Demecinin devamını okuyalım.
"Tek adam rejimi uygulaması Türkiye'ye hiç fayda getirmedi" demiş.
"Ne söyledilerse 180 derece farklı çıktı" demiş.
"Türkiye hanedan yönetimine döndü" demiş.
"Bu rejim Türkiye'yi dünya sıralamasında geriye düşürdü , ekonomik, siyasi, demokrasi, basın özgürlüğü, kadın -erkek özgürlüğü açısından geriye düşürdü" demiş.
"Tek adam rejiminden süratle çıkmamız gerekiyor" demiş.
"Bu çıkışı demokratik yollarla yapacağız" demiş.
Demokratik yol dediği ne?
Seçim.
Kılıçdaroğlu'nun hem tek adam yönetimi nedeniyle bu haldeyiz, ekonomiyi yönetemiyorlar, aldıkları kararlar yanlış diyecek.. Hem de ekonomi düzelene, işsizlik sorunu çözülene kadar tek adam iktidarı kalsın diyecek hali yok.

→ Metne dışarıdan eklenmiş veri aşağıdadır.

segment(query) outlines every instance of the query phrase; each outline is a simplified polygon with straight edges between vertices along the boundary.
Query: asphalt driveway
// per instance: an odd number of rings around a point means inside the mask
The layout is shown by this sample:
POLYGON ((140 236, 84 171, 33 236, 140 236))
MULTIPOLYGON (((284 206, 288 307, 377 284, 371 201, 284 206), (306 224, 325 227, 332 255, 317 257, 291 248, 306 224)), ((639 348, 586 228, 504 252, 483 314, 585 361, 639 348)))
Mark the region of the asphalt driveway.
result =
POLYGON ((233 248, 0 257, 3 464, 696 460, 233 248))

Tersini düşünüyorsa çelişki içindedir. Gerçekten bu iktidarla düzlüğe çıktıktan sonra seçime gitmemiz gerektiğini savunuyorsa sözleri arasında tutarsızlık var. Çünkü "Freni patlamış bir kamyonda 82 milyon yokuş aşağı gidiyoruz" diyen kendisi. Hal buysa, frene kim basacak, kamyonu kim durduracak?
Bence Kılıçdaroğlu siyaset yapmış. Erken seçim gündemimizde değil diyerek, parti olarak talep etmeyeceklerini, bastırmayacaklarını söylüyor. Seçimi gizli gizli istiyor!..
Peki, seçim gündemde yoksa, seçim Türkiye'nin ihtiyacı değilse, liderlerin dilinden neden seçim sözcüğü hiç düşmüyor?
Cumhurbaşkanı 2023 hazırlığından söz etti. CHP Lideri erken seçimin gündemlerinde olmadığını söyledi. MHP Lideri Bahçeli Türkiye'nin seçime ihtiyacı olmadığını savundu.
Demem şu, bu bayramda bile siyasetin dilinde seçim vardı. Çünkü onlar da dipten gelen seçim baskısını, dipten gelen değişim talebini görüyor.
Bu dalganın önünde durmak zor.
Birinci sorum şu; AKP iktidarı Cumhurbaşkanı seçimini neden 16 ay önceye aldı, neden baskın seçime gitti?
İkinci sorum da şu; Seçimi siyasetçiler mi belirler mecbur mu kalırlar?